Does testing for circulating autoantibodies against disease-relevant citrullinated antigens add value to the CCP2 assay in diagnosing RA among early undifferentiated arthritis patients?
Background The antigen substrates employed in the widely-used CCP2 assay do not correspond to in vivo-generated citrullinated proteins so far implicated in the potential pathogenesis of rheumatoid arthritis (RA). We assessed the diagnostic utility of circulating autoantibodies to a panel of such peptides among undifferentiated arthritis (UA) patients, and whether permutations thereof might improve upon the diagnostic utility of CCP2 testing alone.
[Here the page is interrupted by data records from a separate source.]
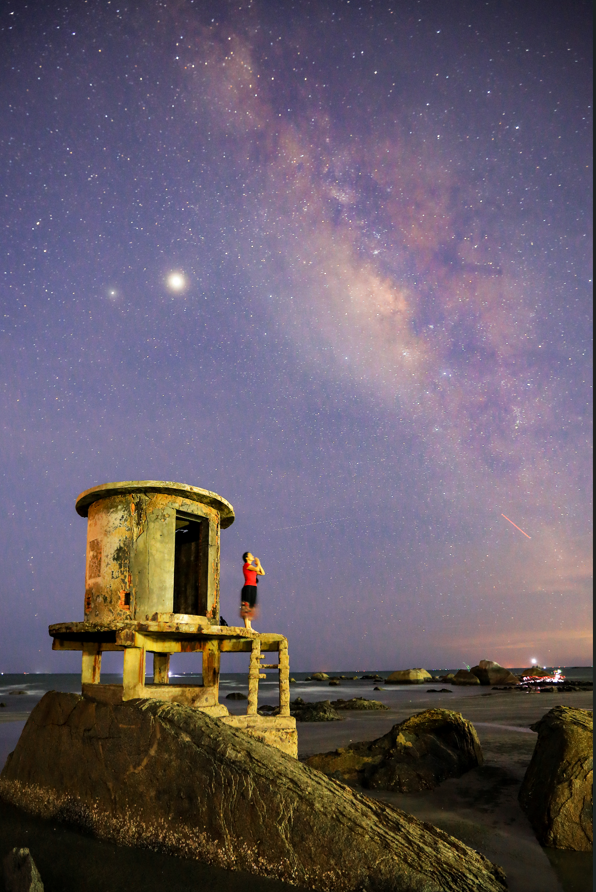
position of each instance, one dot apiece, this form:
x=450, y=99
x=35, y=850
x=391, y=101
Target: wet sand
x=480, y=808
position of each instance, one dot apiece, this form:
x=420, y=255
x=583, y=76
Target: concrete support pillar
x=133, y=675
x=91, y=667
x=161, y=668
x=253, y=677
x=211, y=663
x=284, y=678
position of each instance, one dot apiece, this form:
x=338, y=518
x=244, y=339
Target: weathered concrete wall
x=130, y=556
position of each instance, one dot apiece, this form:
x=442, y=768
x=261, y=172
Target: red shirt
x=250, y=574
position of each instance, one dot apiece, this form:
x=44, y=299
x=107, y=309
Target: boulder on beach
x=358, y=703
x=409, y=676
x=556, y=792
x=171, y=778
x=488, y=672
x=318, y=711
x=417, y=754
x=462, y=677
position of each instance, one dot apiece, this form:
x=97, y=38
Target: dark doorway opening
x=191, y=550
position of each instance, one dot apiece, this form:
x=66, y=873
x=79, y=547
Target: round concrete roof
x=183, y=490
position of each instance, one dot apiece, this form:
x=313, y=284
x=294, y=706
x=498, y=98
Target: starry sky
x=330, y=259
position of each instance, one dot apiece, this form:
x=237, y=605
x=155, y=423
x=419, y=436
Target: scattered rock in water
x=462, y=677
x=556, y=792
x=319, y=711
x=21, y=873
x=358, y=703
x=489, y=672
x=409, y=676
x=171, y=778
x=417, y=754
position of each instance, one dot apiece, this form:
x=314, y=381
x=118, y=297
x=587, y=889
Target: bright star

Materials and methods UA patients presenting to the Newcastle Early Arthritis Clinic who were naïve to immunomodulatory treatment were recruited. In addition to routine testing using the CCP2 assay, baseline sera were tested for reactivity to citrullinated forms of fibrinogen (cFbg), vimentin (cVim), cyclic α enolase peptides 1 and 11 (CEP-1 and CEP-11), linear filaggrin (Fil-LC), and a panel of six citrullinated pro-filaggrin-derived peptides. Corresponding native forms of the same peptides were used as negative controls where possible, and testing for IgA and IgM rheumatoid factor (RF) was also undertaken, with assay cut-offs being determined based on healthy control populations. Clinicians were blinded to all but the CCP2 results, and follow-up was for >1 year (median 28 months) Individuals for whom definitive outcome diagnosis was not reached within the study period were excluded from analysis. The 1987 American College of Rheumatology classification criteria were used for the diagnosis of RA.
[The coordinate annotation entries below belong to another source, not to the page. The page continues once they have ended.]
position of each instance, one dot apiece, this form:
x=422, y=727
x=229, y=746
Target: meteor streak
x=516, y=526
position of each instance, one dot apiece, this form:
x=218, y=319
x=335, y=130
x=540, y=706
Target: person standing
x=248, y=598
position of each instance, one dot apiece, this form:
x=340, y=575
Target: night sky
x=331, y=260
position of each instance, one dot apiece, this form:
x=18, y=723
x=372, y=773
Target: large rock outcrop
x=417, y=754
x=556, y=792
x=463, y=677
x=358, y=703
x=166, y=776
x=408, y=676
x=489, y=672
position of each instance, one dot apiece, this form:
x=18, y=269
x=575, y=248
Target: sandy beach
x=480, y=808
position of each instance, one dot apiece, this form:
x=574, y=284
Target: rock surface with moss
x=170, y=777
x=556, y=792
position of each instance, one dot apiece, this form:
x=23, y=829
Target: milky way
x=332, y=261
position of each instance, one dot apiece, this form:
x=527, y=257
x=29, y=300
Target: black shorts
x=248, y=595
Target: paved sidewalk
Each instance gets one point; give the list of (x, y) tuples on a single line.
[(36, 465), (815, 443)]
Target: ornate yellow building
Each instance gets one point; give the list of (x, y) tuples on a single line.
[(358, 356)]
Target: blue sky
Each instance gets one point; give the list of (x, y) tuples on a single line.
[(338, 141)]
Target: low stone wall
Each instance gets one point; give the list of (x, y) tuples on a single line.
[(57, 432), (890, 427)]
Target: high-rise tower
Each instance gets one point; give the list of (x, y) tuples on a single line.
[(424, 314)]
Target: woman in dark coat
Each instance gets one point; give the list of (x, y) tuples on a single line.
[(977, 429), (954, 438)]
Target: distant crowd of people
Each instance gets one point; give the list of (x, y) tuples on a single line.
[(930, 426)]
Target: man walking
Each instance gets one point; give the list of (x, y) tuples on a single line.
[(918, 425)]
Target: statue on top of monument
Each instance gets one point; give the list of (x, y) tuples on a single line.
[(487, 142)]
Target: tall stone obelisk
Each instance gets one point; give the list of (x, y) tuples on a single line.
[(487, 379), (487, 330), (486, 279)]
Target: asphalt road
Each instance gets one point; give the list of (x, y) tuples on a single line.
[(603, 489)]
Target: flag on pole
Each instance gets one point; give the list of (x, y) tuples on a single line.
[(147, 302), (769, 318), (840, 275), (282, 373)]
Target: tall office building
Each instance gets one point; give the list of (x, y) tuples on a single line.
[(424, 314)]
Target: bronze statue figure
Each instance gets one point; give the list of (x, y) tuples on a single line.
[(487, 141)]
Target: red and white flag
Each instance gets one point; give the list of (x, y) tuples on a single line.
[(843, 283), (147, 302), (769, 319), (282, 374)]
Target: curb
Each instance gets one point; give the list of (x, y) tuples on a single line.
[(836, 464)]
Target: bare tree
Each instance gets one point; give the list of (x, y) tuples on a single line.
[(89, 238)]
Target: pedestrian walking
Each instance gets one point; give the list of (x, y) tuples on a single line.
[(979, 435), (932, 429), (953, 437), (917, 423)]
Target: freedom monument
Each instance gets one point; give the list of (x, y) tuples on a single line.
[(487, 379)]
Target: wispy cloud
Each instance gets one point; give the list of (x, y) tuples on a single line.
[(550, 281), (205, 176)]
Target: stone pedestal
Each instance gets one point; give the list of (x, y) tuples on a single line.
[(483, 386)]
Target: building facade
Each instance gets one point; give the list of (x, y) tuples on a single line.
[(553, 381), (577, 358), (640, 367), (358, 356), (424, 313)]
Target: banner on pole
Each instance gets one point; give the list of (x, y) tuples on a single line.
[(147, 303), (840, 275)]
Results Assays were carried out for 75 newly presenting UA patients, of whom 29 (39%) developed RA.The specificity, sensitivity, positive and negative predictive values (PPV and NPV) of CCP2 with respect to an RA outcome in this cohort (95% CIs) were 0.98 (0.87-1.0), 0.48 (0.30-0.67), 0.93 (0.66-1.0) and 0.75 (0.62-0.85) respectively. No single assay evaluated displayed superior NPV over CCP2 without compromising the PPV afforded by that test. Neither did combinations of assays, considered in permutations with or without CCP2, add value to CCP2-testing alone in predicting RA. Hierarchical clustering of all assay profiles revealed cFbg reactivity to correlate most closely with CCP2 test positivity among these sera (PPV and NPV 0.80 (0.51–0.95) and 0.70 (0.56–0.81)) respectively. In general, IgM RF positivity had a NPV equivalent to that of the CCP2 test, but an inferior PPV (0.65 (0.44–0.82)), and, after the CCP test, the best assay with regards PPV for RA was found to be CEP-1 (0.83 (0.36–0.99)).
Conclusions The CCP2 test remains an invaluable diagnostic tool in the assessment of UA because of its impressive PPV, but the identification of biomarkers for the diagnosis of autoantibody negative RA must remain a priority.